I started running in January last year when my daughter was 5 months old. I’d had gestational diabetes during pregnancy and was warned to stay active if I didn’t want to end up with Type 2. Inspired by two of my sisters, I decided to try running. It was ideal as I could literally start exercising the second I left the door (well, as soon as my Garmin had located a satellite!).

After a few months, I found myself being talked into completing the Asics half marathon at the Gold Coast in July. I did it and loved it.

By the end of the year I made the decision to train for a marathon and chose Canberra because I’d have the support of my sisters who live there. I wasn’t sure if I could really do this but downloaded a 19 week training program and got to it. I had the company of some lovely running mums in my local area that I had met through RMA. My training mostly went to plan. I found myself skipping a few runs here and there if I was sick or sleep deprived, or just otherwise not feeling it (as anyone with a toddler will understand).

The longest training run on my program was 32km three weeks out from race day. I signed up to the Brisbane Twilight half marathon and planned to tack on 11km beforehand. The run was awful. I started just after 3pm, the hottest part of the day. I reached the half marathon start dehydrated and with 30 minutes to kill. Starting the half marathon, my legs felt like lead. I wanted to quit after the first 5km but just told myself to take it slowly and get it done. And it was slow. By the end my body ached and my confidence was shattered. That run gave me mental toughness however, and I had to focus on that to even attempt the marathon.

Marathon day! The day started early with coffee and toast. I was nervous but kept telling myself that this is just another run and I had trained hard to be here. My sisters and I drove in to the event. We located the well-hidden bathrooms and lined up, where we met and chatted with another RMA, Donna, who’d be running the marathon.
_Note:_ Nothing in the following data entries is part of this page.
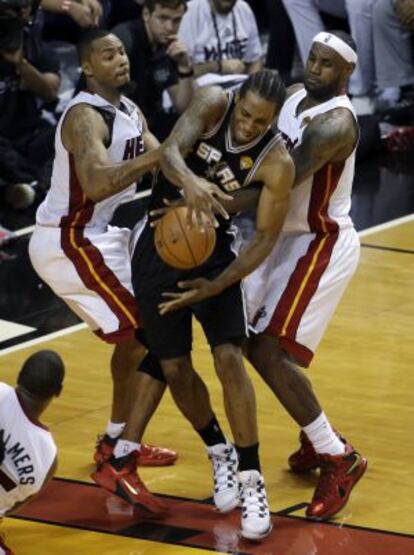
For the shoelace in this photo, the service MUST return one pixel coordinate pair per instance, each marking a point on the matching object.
(254, 502)
(224, 470)
(327, 478)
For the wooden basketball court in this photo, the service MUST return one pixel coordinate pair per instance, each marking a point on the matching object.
(363, 375)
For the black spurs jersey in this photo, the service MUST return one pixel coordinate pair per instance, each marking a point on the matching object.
(216, 158)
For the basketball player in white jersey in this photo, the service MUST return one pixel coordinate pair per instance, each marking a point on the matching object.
(28, 454)
(103, 146)
(294, 293)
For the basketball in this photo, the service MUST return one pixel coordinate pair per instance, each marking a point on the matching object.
(180, 246)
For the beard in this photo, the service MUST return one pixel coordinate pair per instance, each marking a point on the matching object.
(322, 93)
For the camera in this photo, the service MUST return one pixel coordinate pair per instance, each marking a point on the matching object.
(12, 23)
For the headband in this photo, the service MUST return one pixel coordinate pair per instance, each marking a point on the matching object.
(337, 44)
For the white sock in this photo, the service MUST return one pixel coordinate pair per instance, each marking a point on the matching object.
(124, 447)
(115, 429)
(323, 438)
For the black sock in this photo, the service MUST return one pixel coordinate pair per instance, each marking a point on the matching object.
(212, 434)
(248, 457)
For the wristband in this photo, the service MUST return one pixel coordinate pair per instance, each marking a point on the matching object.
(185, 74)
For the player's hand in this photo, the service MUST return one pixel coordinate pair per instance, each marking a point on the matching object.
(233, 66)
(158, 213)
(203, 197)
(196, 290)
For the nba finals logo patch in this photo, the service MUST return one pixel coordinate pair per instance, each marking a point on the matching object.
(246, 163)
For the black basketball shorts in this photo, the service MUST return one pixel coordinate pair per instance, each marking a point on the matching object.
(222, 318)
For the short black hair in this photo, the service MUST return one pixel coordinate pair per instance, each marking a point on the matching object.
(346, 37)
(172, 4)
(42, 374)
(84, 45)
(267, 84)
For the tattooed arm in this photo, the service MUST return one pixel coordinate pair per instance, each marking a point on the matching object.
(84, 133)
(329, 137)
(277, 173)
(206, 108)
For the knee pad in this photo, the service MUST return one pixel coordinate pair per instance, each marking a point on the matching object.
(151, 365)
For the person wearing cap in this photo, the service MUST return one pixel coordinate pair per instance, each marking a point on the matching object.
(292, 296)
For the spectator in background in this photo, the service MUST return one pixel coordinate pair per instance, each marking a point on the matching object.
(222, 38)
(159, 62)
(64, 19)
(29, 79)
(282, 42)
(393, 23)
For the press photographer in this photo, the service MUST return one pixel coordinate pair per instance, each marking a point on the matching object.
(29, 80)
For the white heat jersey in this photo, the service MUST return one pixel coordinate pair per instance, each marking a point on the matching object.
(323, 201)
(66, 205)
(29, 451)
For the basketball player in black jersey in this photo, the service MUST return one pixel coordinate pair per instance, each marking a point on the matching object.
(228, 140)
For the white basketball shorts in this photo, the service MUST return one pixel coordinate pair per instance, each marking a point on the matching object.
(91, 271)
(295, 291)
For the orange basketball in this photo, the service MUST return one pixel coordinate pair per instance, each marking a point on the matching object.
(180, 246)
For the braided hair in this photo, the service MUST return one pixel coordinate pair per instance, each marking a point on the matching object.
(267, 84)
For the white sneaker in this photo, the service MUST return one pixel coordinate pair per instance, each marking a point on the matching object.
(256, 522)
(226, 485)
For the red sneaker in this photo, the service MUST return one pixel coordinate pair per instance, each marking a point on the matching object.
(339, 475)
(305, 459)
(149, 455)
(120, 476)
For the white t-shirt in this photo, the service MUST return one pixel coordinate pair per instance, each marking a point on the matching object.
(206, 34)
(29, 451)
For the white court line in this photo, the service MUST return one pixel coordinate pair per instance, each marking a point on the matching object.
(43, 339)
(387, 225)
(30, 228)
(77, 327)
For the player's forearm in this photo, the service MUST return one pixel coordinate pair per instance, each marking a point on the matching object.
(242, 200)
(254, 67)
(102, 182)
(248, 260)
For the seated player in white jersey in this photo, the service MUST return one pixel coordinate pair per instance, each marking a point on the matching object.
(102, 147)
(293, 294)
(28, 454)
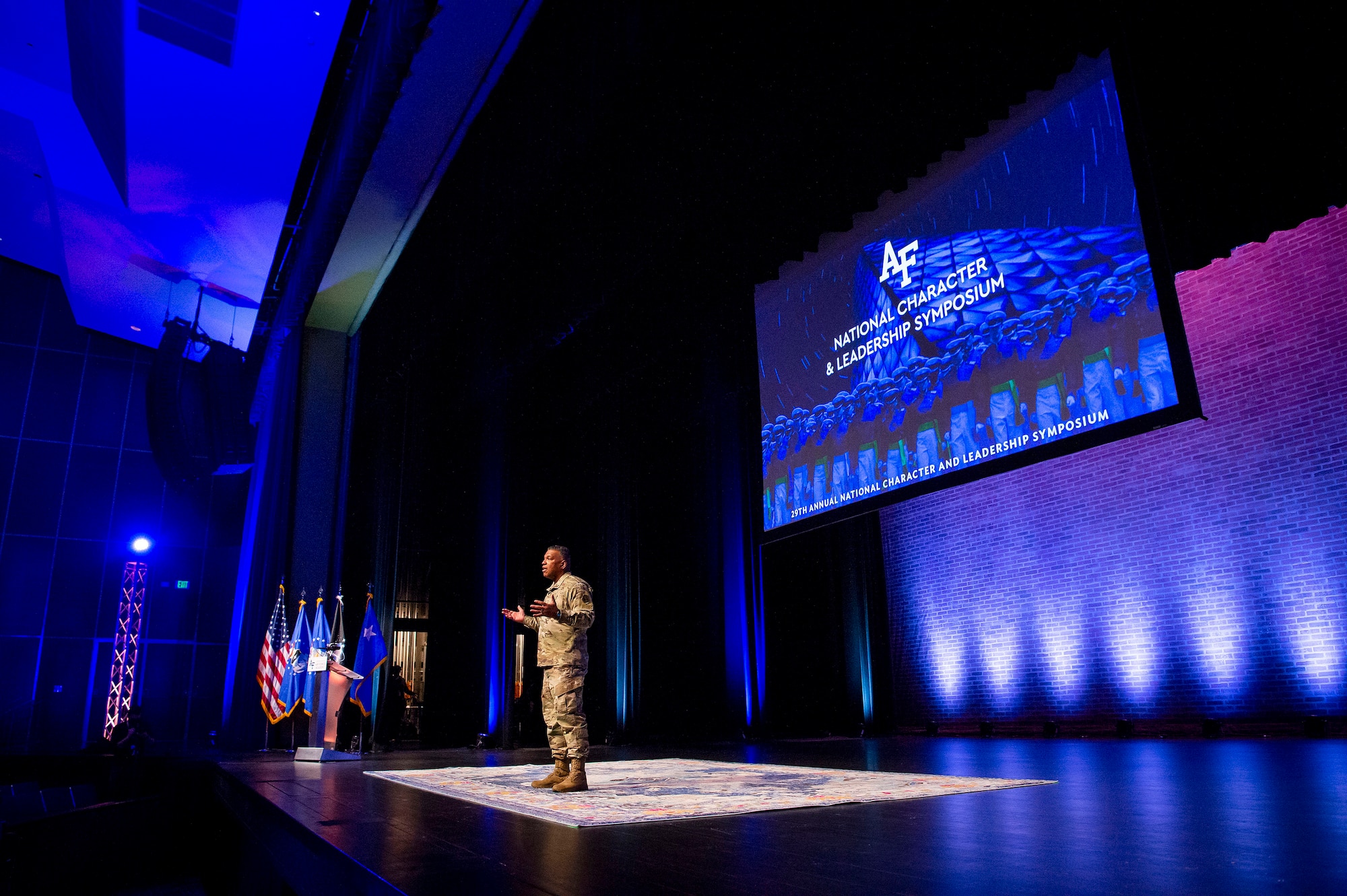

I lined up. Posed for the obligatory start line photos, and was off.

From the very start, I had in my mind that I needed to be in the moment, appreciating what I was achieving and enjoying my surroundings.

Conditions were cool—a huge relief after all the training in humid Brisbane I’d done. The course was gorgeous, passing some Canberra landmarks before circling Lake Burley Griffin. It was far from the “virtually flat” I was expecting though. I’d describe it more as rolling hills!

I was wary of not going out too fast and took the first 5-6km slowly with the mantra “this is my run, this is my run”. After getting in to a groove I felt fantastic. I had my hydration vest on with a litre of Gatorade and didn’t need the drink stations for the first half, apart for some water stops after taking a gel. I saw my sister waiting for me at the 17km mark and then again at 21km. At this stage I was feeling amazing, running at about 6 minutes per km. I even yelled to her as I passed “I feel great, I don’t know if I’m going too fast?”… Well, I can now tell you that the answer to that question in the first three quarters of a marathon is always yes!

By 33km I really started feeling it and slowed down quite a bit. I put my ear phones in and actually laughed out loud when Salt-N-Pepa’s Push It started playing. Things were starting to hurt and I now know why people say the race begins after 30km.

Somewhere after the 38km mark as I was running up (yet another) hill, my right hip clicked and I felt a pain which made me stop and walk. As soon as I did, I felt a sharp pain in my left knee. I could now barely walk, let alone run. I limped along for about half a kilometre before forcing myself to start jogging. Weirdly, the pain became bearable once I got moving.

I pushed on and took out my earphones as spectators were starting to gather along the course. Robert de Castella was watching at the 40km mark. He spoke a few words of encouragement and I gave him a thumbs up. By this stage I was just telling myself to keep going as I had nearly done it.

My other sister who had completed the half was waiting for me close to the finish and said she’d run with me to the end. That set me off and I was in tears. We rounded into the finish chute and I was so happy to have done it. It was a great feeling, which continues now.

To anyone who is thinking of running a marathon, or any race that they think is beyond them, give it a go. You will gain so much from it and will most likely surprise yourself.